O Ministério da Saúde tem recebido alertas de baixo estoque de dipirona injetável em municípios e unidades hospitalares, como mostrou a Folha. O medicamento é indicado como analgésico e antitérmico.

Já a imunoglobulina, fármaco feito à base de sangue, tem sido comprada pela Saúde de forma excepcional, com marcas não registradas pela Anvisa. O produto é utilizado no tratamento de diversas doenças, entre elas o HIV e imunodeficiências.

Desde 2018 o governo acumula compras frustradas e disputas na Justiça e no TCU (Tribunal de Contas da União) por causa deste medicamento.

Em nota técnica de abril deste ano, usada na discussão sobre o preço do medicamento, a Saúde afirma que o Brasil atravessa "uma situação de escassez generalizada [da imunoglobulina] inclusive no setor privado".

O governo ainda esperava receber em março o primeiro lote deste produto da Hemobrás, estatal criada em 2004 para gerir a fabricação de produtos à base de sangue.
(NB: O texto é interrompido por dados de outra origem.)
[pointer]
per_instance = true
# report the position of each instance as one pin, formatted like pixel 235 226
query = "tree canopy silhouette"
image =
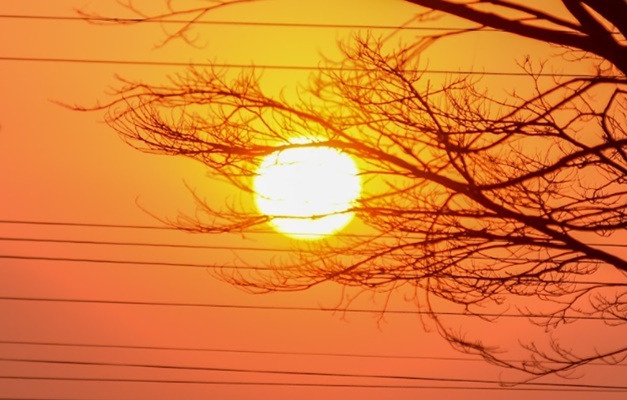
pixel 473 198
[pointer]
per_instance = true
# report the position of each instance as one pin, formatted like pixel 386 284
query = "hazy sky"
pixel 62 166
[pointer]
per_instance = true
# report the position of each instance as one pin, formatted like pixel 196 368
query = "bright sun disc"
pixel 307 184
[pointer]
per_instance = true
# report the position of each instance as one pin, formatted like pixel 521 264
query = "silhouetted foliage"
pixel 474 198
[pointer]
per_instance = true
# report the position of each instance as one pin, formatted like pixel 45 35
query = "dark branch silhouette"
pixel 475 199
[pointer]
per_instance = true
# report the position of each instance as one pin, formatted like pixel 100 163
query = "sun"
pixel 307 190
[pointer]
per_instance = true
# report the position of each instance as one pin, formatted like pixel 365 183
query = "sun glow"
pixel 307 190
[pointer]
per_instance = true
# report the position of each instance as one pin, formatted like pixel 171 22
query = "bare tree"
pixel 476 199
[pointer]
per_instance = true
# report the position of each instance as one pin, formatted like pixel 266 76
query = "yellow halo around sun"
pixel 307 190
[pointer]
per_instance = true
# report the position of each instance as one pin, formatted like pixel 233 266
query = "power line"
pixel 310 373
pixel 119 20
pixel 299 308
pixel 302 384
pixel 210 247
pixel 519 279
pixel 270 352
pixel 239 231
pixel 234 23
pixel 149 244
pixel 278 67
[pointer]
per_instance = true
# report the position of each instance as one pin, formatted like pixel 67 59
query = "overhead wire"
pixel 283 67
pixel 266 352
pixel 304 384
pixel 222 266
pixel 275 24
pixel 238 231
pixel 309 373
pixel 258 307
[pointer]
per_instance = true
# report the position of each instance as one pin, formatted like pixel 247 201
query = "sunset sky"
pixel 69 170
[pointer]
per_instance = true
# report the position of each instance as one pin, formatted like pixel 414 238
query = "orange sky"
pixel 59 165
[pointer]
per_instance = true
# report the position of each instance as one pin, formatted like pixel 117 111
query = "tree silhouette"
pixel 474 199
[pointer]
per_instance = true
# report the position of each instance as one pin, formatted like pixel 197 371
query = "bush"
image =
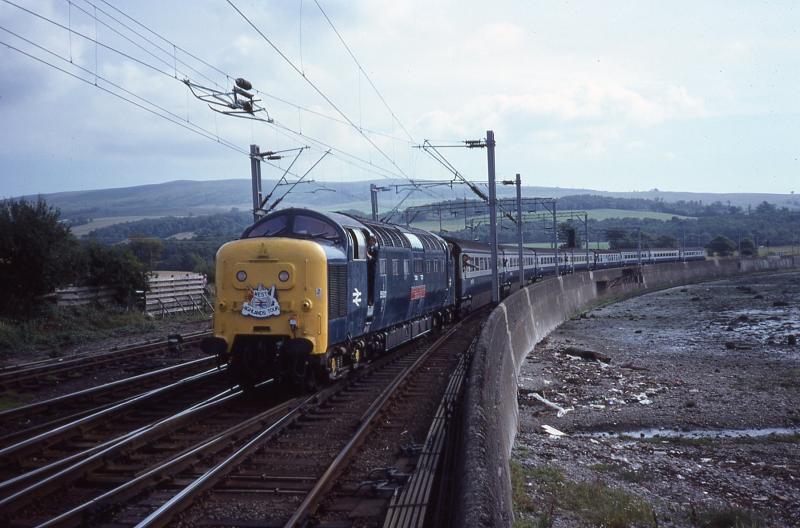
pixel 747 247
pixel 721 245
pixel 116 267
pixel 37 254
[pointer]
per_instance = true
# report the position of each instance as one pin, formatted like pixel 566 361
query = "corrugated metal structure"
pixel 168 292
pixel 176 292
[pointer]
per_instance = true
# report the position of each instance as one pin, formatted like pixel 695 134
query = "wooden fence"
pixel 176 292
pixel 168 292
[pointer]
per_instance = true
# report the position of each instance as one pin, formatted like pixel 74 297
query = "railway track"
pixel 276 459
pixel 28 420
pixel 49 448
pixel 27 377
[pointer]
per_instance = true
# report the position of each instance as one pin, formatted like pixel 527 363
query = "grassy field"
pixel 447 224
pixel 97 223
pixel 774 250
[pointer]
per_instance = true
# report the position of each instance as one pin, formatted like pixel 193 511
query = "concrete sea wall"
pixel 510 333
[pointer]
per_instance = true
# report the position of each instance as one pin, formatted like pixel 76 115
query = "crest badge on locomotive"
pixel 261 303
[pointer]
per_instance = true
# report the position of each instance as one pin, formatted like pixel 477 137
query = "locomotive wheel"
pixel 333 366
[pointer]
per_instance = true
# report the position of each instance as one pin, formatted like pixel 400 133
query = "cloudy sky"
pixel 613 95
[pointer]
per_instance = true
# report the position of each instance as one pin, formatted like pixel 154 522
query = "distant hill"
pixel 187 197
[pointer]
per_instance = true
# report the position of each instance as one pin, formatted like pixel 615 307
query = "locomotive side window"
pixel 273 227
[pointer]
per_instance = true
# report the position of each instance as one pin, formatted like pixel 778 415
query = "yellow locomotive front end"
pixel 271 310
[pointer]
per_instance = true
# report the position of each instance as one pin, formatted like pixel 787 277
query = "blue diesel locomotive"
pixel 304 296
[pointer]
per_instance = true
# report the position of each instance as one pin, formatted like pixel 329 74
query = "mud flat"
pixel 677 408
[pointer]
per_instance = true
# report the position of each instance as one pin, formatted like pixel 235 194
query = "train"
pixel 305 296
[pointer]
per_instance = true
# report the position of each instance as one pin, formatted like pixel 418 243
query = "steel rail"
pixel 39 472
pixel 24 446
pixel 408 509
pixel 326 480
pixel 16 374
pixel 59 479
pixel 178 502
pixel 98 389
pixel 160 472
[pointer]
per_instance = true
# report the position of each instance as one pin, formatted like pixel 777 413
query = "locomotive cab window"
pixel 314 228
pixel 276 226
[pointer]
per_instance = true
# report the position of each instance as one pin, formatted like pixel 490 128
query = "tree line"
pixel 38 254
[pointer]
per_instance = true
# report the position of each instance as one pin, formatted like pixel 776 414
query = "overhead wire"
pixel 224 73
pixel 370 167
pixel 115 94
pixel 205 132
pixel 366 75
pixel 316 88
pixel 183 122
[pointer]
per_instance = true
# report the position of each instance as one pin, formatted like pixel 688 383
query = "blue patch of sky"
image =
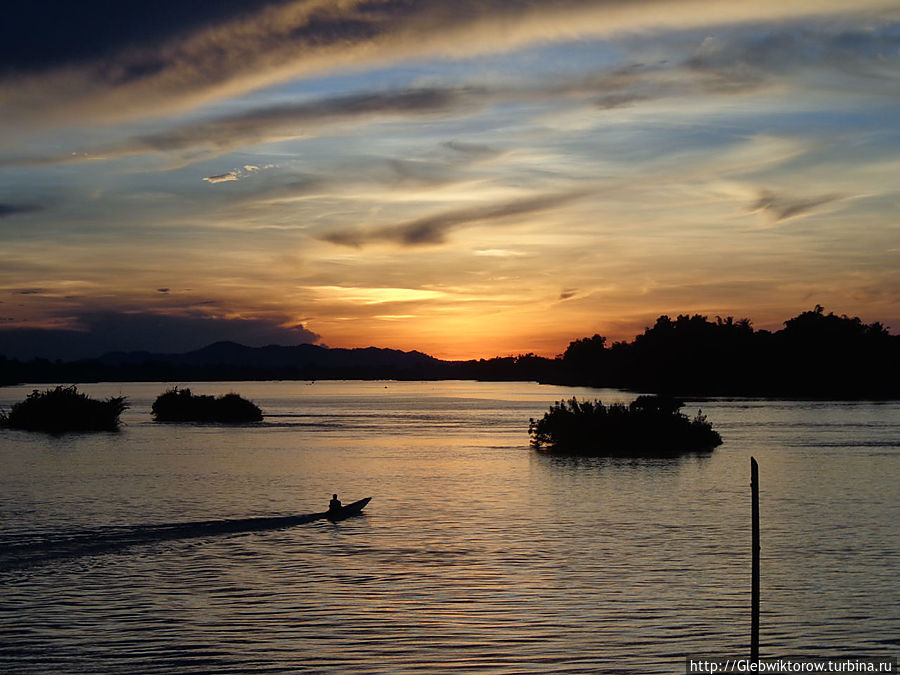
pixel 533 63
Segundo a nota técnica da Saúde, a entrega está atrasada.

Feito com o sangue de doações colhidas no Brasil, o produto da Hemobrás é fracionado na Europa.
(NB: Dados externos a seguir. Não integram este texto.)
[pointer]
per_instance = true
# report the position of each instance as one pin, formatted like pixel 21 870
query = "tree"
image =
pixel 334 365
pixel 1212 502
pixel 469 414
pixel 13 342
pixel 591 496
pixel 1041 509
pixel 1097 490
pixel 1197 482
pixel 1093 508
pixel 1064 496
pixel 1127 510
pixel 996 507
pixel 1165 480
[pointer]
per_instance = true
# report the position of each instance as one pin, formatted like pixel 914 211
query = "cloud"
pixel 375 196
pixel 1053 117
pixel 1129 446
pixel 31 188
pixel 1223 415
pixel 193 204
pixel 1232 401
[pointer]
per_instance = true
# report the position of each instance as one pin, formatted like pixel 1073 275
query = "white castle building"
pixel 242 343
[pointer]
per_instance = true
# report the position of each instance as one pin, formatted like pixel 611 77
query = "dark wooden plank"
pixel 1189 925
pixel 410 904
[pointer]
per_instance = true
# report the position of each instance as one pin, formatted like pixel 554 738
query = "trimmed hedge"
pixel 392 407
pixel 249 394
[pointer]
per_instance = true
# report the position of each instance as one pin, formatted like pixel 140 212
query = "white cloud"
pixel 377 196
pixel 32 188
"Nesse cenário, frisa-se que o momento é delicado e que o Ministério da Saúde tem lançado mão das alternativas legais, mesmo assim, suas competências não alcançam a resolução de um problema tão grave e que vai além do mercado nacional", diz a nota técnica.

Advogada e coordenadora do programa de Saúde do Idec (Instituto Brasileiro de Defesa do Consumidor), Ana Carolina Navarrete afirma que liberar preços não resolve o problema do desabastecimento.
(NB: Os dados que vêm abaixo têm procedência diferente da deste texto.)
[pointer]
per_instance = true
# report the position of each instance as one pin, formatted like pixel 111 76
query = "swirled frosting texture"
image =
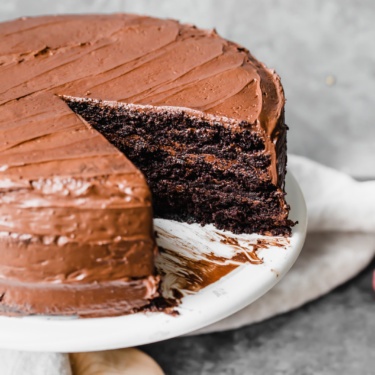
pixel 74 210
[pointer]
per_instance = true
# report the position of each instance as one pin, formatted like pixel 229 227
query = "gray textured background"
pixel 324 51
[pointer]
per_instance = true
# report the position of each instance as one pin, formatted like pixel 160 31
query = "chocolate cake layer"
pixel 200 168
pixel 73 204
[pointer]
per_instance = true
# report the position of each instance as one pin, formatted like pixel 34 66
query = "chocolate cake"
pixel 106 119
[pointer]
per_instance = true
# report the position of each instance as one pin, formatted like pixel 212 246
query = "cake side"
pixel 60 174
pixel 76 231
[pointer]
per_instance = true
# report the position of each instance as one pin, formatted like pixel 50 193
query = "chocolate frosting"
pixel 74 210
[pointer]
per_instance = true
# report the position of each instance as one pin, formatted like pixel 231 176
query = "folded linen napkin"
pixel 340 243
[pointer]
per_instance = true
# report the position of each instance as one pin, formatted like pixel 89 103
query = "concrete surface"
pixel 334 335
pixel 323 50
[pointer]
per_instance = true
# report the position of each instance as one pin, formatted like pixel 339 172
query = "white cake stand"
pixel 233 292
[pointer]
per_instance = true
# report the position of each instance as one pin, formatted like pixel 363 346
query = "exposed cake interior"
pixel 199 169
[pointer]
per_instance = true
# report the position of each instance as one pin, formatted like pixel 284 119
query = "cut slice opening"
pixel 199 168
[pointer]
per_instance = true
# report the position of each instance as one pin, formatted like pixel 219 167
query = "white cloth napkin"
pixel 339 244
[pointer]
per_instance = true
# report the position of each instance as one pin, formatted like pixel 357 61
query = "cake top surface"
pixel 124 58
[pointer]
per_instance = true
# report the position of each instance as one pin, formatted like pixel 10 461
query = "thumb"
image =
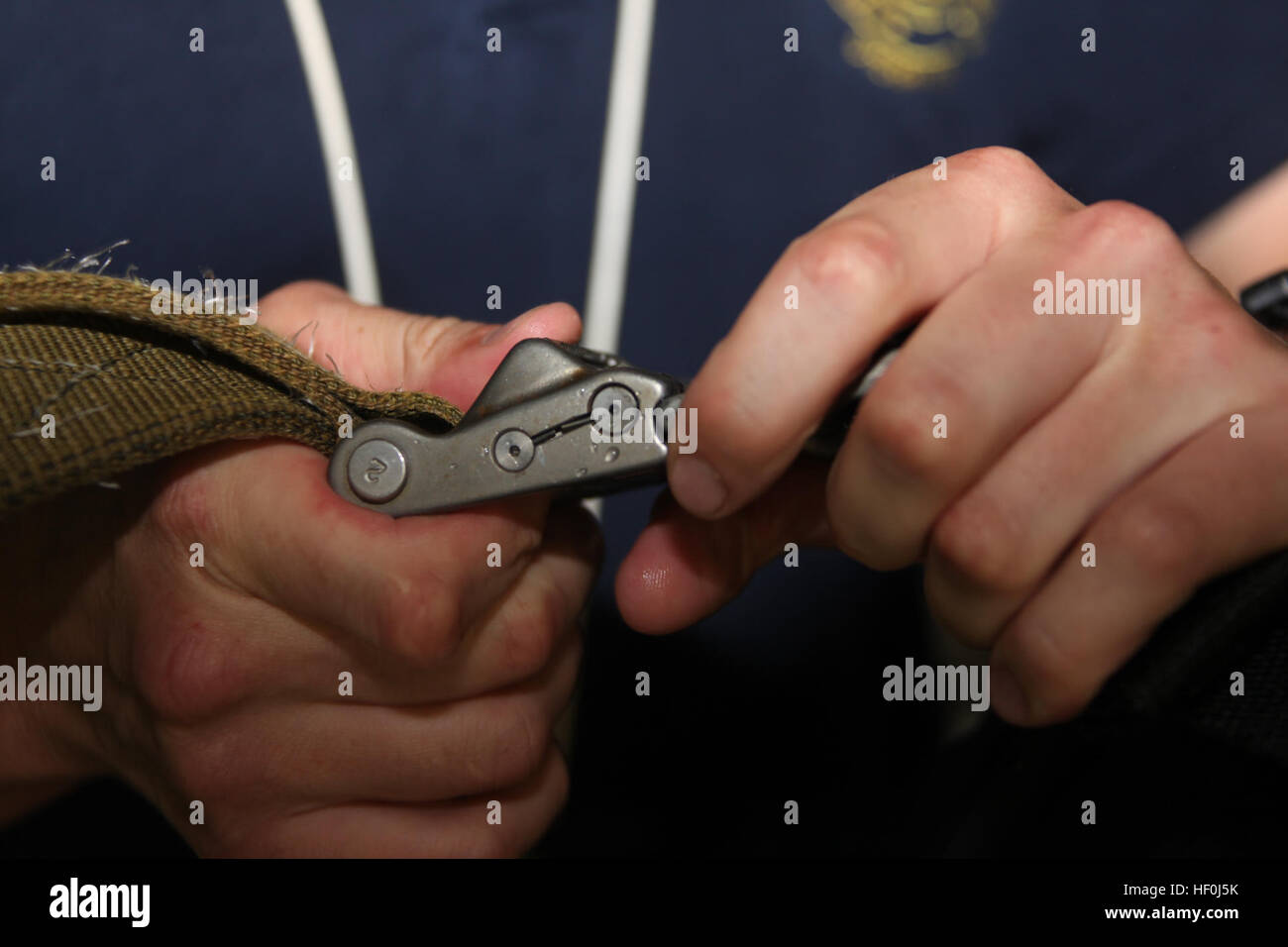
pixel 386 350
pixel 683 569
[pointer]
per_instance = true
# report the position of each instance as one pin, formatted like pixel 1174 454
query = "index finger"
pixel 411 586
pixel 857 278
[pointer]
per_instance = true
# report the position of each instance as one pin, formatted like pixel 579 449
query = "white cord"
pixel 322 75
pixel 614 208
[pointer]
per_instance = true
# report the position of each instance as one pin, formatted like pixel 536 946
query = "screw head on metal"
pixel 377 471
pixel 513 450
pixel 608 395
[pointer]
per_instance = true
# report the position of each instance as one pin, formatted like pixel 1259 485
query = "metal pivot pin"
pixel 513 450
pixel 377 471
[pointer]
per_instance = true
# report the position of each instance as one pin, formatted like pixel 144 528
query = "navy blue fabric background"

"Não há sentido em apagar incêndio com medidas pontuais. O que deveria ser feito é uma discussão madura para modernizar a regulação dos preços", disse Navarrete. Ela defende mais transparência nos valores de produção e desenvolvimento dos produtos na análise do valor de tabela dos remédios.

De forma geral, a CMED define preços máximos de medicamentos e anualmente fixa percentuais de reajustes, definidos a partir da inflação e produtividade da indústria, entre outros fatores.

Há algumas exceções. Medicamentos isentos de prescrição, como antigripais, relaxantes musculares, analgésicos, entre outros produtos vendidos em farmácias, não têm controle de valor teto.

Mulher usando camisa branca sorri para a foto. No fundo, uma parede com pedras
Ana Carolina Navarrete, coordenadora do programa de saúde do Instituto Brasileiro de Defesa do Consumidor, diz que é "temerário e abre precedente perigoso" flexibilizar as regras sobre o controle dos valores de medicamentos - Divulgação

O conselho de ministros é a última instância da CMED e define diretrizes sobre o controle dos valores dos fármacos. Este colegiado é composto pelos chefes da Saúde, Economia, Justiça e da Casa Civil.

Além da medida emergencial, o colegiado tem discutido outras propostas para alterar a forma de precificação de medicamentos. Em uma das frentes, os ministérios avaliam permitir subir ou baixar os preços máximos de medicamentos a qualquer momento, de forma excepcional, em vez de apenas aplicar reajustes anuais.

Outra ideia que ganhou força, segundo integrantes do governo, é retirar o preço teto de classes de medicamento em que há baixa concentração de mercado.

Para Navarrete, é "temerário e abre precedente perigoso" flexibilizar as regras sobre o controle dos valores de medicamentos.

"Coloca na mão das empresas a precificação dos medicamentos e retira delas o ônus político de justificar os valores praticados, em um cenário que já há falta de transparência", disse a coordenadora do Idec.